Par Aumônecaté
29 ème dimanche du temps ordinaire
DONNER UN PEU OU TOUT ?
Le cœur de celui qui donne devient plus reconnaissant lorsque cela cause en lui un sentiment irrésistible de générosité. Encore plus, s’il n y a rien à donner, c’est lui-même qui s’offre ; dans ce cas-là, l’esprit ressent plus de joie car en se donnant, il se détache pour rendre heureux autrui.
La pauvreté d’esprit est de donner du peu pour se donner davantage ; et cela amène à se donner mieux.

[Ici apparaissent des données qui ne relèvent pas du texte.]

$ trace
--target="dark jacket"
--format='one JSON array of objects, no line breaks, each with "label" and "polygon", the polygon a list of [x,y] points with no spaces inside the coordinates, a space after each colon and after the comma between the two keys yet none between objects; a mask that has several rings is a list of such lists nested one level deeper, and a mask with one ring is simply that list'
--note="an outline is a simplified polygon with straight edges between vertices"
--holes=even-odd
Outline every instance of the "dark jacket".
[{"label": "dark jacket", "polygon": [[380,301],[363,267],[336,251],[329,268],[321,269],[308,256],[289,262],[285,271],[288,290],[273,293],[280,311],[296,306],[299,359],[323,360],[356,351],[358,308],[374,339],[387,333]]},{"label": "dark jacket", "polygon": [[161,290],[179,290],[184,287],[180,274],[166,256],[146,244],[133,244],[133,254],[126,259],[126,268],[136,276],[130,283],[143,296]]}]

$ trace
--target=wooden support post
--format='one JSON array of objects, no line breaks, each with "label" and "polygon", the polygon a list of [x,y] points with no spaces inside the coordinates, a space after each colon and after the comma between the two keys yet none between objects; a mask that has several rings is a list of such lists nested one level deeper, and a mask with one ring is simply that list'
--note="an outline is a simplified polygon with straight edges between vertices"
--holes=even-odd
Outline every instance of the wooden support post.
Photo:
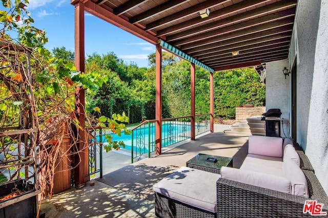
[{"label": "wooden support post", "polygon": [[155,154],[161,153],[162,132],[162,51],[159,44],[156,45],[156,123]]},{"label": "wooden support post", "polygon": [[195,64],[190,63],[190,115],[191,140],[195,140]]},{"label": "wooden support post", "polygon": [[[75,6],[75,66],[76,70],[85,71],[85,21],[84,5],[77,3]],[[75,157],[74,168],[75,186],[77,188],[83,187],[85,183],[89,180],[88,144],[86,141],[85,90],[83,87],[75,88],[75,114],[79,122],[80,128],[77,130],[76,137],[77,153]]]},{"label": "wooden support post", "polygon": [[214,85],[213,73],[210,73],[210,131],[211,133],[214,130]]}]

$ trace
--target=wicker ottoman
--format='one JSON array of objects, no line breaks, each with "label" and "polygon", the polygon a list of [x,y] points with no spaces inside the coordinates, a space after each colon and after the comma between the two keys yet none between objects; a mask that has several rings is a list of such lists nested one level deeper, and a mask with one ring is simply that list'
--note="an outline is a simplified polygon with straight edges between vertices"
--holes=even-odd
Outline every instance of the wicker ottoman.
[{"label": "wicker ottoman", "polygon": [[154,185],[161,217],[216,217],[218,174],[182,166]]}]

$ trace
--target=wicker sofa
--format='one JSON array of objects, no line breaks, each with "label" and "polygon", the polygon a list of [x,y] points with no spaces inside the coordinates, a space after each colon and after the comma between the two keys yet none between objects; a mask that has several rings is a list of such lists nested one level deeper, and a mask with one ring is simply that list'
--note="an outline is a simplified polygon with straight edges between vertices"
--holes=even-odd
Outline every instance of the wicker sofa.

Pour un chrétien la force de sa pauvreté réside dans l’Evangile. La confiance s’enrichit dans la gratuité de Dieu pour celui qui se donne sans condition, car sa conscience est envahie par un sentiment profond d’appartenir à une autre dimension de vie. Dieu est toujours là ! Il regarde le cœur de celui qui agit ainsi. Il n’est pas là pour faire sentir sa présence, mais pour faire demeurer celui qui se confie à Lui comme un don. Pour l’agir de cet esprit, tout est miséricorde ; et le sentiment de gratuité va au-delà d’un sentiment de mérite ou de récompense. S’abandonner, c’est le désir de l’appartenance totale à Dieu par cette gratuité.
La veuve de l’Evangile est l’image de celui qui se dépouille de tout pour s’appuyer plus sur son esprit total de pauvreté ; la richesse de son cœur est manifestée dans une confiance totale.

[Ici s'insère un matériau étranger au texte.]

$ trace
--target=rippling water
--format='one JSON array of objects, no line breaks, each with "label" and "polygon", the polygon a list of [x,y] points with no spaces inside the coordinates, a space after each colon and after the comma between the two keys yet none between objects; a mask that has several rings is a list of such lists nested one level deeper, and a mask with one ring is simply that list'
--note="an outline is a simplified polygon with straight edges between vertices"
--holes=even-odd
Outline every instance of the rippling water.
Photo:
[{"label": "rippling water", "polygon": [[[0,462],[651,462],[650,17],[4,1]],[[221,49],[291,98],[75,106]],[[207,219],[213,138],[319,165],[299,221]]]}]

L’autre image, celle de cet homme riche qui, dans sa manière de faire le don, manifeste une attitude arrogante, conventionnelle et superficielle. C’est le modèle de l’autosuffisance ; ce qu’il donne met distances à l’égard des autres ; le geste est bon au moins pour bien montrer la personne et ses gestes le qualifient.

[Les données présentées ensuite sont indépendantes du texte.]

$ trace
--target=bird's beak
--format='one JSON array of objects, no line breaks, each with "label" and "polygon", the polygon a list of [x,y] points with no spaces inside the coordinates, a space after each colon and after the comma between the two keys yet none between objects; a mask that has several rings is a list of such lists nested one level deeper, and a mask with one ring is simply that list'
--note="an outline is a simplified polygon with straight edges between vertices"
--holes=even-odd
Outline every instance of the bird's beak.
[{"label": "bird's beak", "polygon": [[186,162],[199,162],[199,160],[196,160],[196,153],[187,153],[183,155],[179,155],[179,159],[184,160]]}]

Jésus a proféré une parole absolue, qui ouvre une brèche dans la réalité du monde des hommes, indiquant un passage. La question n’est pas facile, et la réponse revient à chacun, chacune, en conscience, en toute responsabilité devant Dieu.
Les situations humaines, les manques d’harmonie, les incohérences dans les comportements nous réclament d’avoir le sens des autres. Toutes ces réalités nous jugent et qualifient la vérité que nous professons au nom de l’amour de Dieu et de notre prochain.